Boardman told CRN: “There’s less disparity in prices between ODMs and tier one vendors now, but about 90 per cent of laptops are still sold by tier ones.”

Boardman went on to say that ODMs have massive economies of scale. Acer, Asus and the rest put hardly anything into building brand awareness.

“We buy competitively and there’s no way we can compete with Acer,” he said. “We used to build low-end notebooks for Mesh, but now they go to Asus.”

On top of this, sources within the industry point to inventory clearouts and stock write-offs by big, publicly-listed vendors that have to maintain their image, and so dump product on the market, or make their low-end laptops loss leaders.

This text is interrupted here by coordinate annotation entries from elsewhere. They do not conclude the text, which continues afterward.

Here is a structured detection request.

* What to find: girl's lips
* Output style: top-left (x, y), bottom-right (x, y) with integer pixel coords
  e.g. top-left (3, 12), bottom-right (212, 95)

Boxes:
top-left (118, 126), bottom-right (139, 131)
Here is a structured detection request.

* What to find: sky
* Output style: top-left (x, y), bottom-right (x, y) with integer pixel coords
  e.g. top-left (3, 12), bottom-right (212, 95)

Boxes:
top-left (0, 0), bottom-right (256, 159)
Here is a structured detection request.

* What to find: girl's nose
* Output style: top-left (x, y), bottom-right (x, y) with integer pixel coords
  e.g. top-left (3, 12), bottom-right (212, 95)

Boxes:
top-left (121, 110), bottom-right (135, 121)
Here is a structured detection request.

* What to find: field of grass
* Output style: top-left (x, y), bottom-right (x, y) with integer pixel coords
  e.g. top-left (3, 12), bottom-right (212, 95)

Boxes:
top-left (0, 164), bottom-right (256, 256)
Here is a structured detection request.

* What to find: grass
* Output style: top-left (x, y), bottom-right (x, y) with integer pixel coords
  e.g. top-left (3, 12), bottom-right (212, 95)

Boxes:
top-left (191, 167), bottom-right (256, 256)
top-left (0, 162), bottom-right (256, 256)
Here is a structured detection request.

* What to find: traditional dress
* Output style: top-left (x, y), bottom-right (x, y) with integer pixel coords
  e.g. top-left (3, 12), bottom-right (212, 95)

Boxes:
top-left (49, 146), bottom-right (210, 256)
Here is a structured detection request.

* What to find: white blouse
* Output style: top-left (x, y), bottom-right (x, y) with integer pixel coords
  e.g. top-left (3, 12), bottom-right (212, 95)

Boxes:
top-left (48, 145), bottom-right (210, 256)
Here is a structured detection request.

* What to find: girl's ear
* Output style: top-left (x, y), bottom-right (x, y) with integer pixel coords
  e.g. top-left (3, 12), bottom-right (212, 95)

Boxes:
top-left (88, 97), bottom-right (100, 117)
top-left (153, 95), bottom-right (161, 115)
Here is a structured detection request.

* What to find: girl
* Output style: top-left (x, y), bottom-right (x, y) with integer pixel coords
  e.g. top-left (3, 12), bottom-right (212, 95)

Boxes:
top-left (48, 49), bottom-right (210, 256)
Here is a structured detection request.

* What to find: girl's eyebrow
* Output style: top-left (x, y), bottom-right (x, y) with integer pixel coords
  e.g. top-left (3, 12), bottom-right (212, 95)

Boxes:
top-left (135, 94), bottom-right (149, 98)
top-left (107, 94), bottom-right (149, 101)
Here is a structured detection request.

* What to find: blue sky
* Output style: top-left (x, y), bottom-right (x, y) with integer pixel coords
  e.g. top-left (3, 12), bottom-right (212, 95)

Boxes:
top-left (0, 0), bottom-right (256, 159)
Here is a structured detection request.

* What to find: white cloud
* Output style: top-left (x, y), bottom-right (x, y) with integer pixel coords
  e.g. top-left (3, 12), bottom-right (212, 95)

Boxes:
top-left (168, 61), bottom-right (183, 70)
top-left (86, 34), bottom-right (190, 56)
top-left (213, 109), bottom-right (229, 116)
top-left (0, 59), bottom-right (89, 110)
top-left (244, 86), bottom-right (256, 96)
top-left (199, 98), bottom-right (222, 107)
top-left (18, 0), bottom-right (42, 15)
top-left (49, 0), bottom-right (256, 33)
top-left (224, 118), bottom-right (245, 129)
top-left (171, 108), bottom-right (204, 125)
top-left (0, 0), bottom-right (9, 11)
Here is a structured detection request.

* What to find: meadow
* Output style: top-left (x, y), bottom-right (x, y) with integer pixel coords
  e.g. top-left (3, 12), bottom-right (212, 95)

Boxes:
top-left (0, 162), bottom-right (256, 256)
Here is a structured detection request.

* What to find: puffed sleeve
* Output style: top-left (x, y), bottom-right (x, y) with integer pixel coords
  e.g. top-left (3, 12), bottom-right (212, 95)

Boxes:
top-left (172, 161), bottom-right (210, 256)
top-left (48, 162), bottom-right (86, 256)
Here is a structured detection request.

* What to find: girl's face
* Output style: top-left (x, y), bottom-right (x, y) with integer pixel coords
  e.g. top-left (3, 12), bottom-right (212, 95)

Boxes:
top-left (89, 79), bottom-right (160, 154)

In short, integrators taking a punt at the whitebook market have to have deep pockets and be willing to work either in volume or in the high-end, specialist market. There is not much margin in-between. Over the last three years, Context’s figures on laptop shipments by the channel have showed that bargain basement notebooks are the strongest sellers; consumers want cheaper laptops as they replace clunky old desktops with something that can be hidden in a drawer. SMEs like the idea of portability, but do not want to entrust more than £1,500 of hardware to their staff while they are out on the road.

However, there are other reasons to opt for whitebooks. The services side can be lucrative, and if a reseller wants to brand hardware as its own to keep cus tomers, going for a semi-custom whitebook with your badge on the front can be an excellent idea.

However, even this has led to a few problems, even for giants such as Mesh. It’s an open secret within the industry that many assemblers at this level buy in and rebadge notebooks from ODMs in much the same way that tier one vendors were accustomed to going to Asus and Acer for their lower-end notebook models in the past. You could be forgiven for thinking that not much has changed.

“Intel’s vision of migrating its PC-builder channel into the whitebook market hasn’t happened to the extent that Intel would have hoped,” Edwards said. “Whitebooks are less differentiated to the reseller compared with white box, not least because of the limited configurations.

“Now the ODMs themselves are trying to target the market with their own boxes. Integrators that have had strong businesses in Europe are having trouble maintaining their business. Traditionally strong brands from a desktop background such as Unica in France and Crystaltech in Germany are going away. These names will continue to disappear.”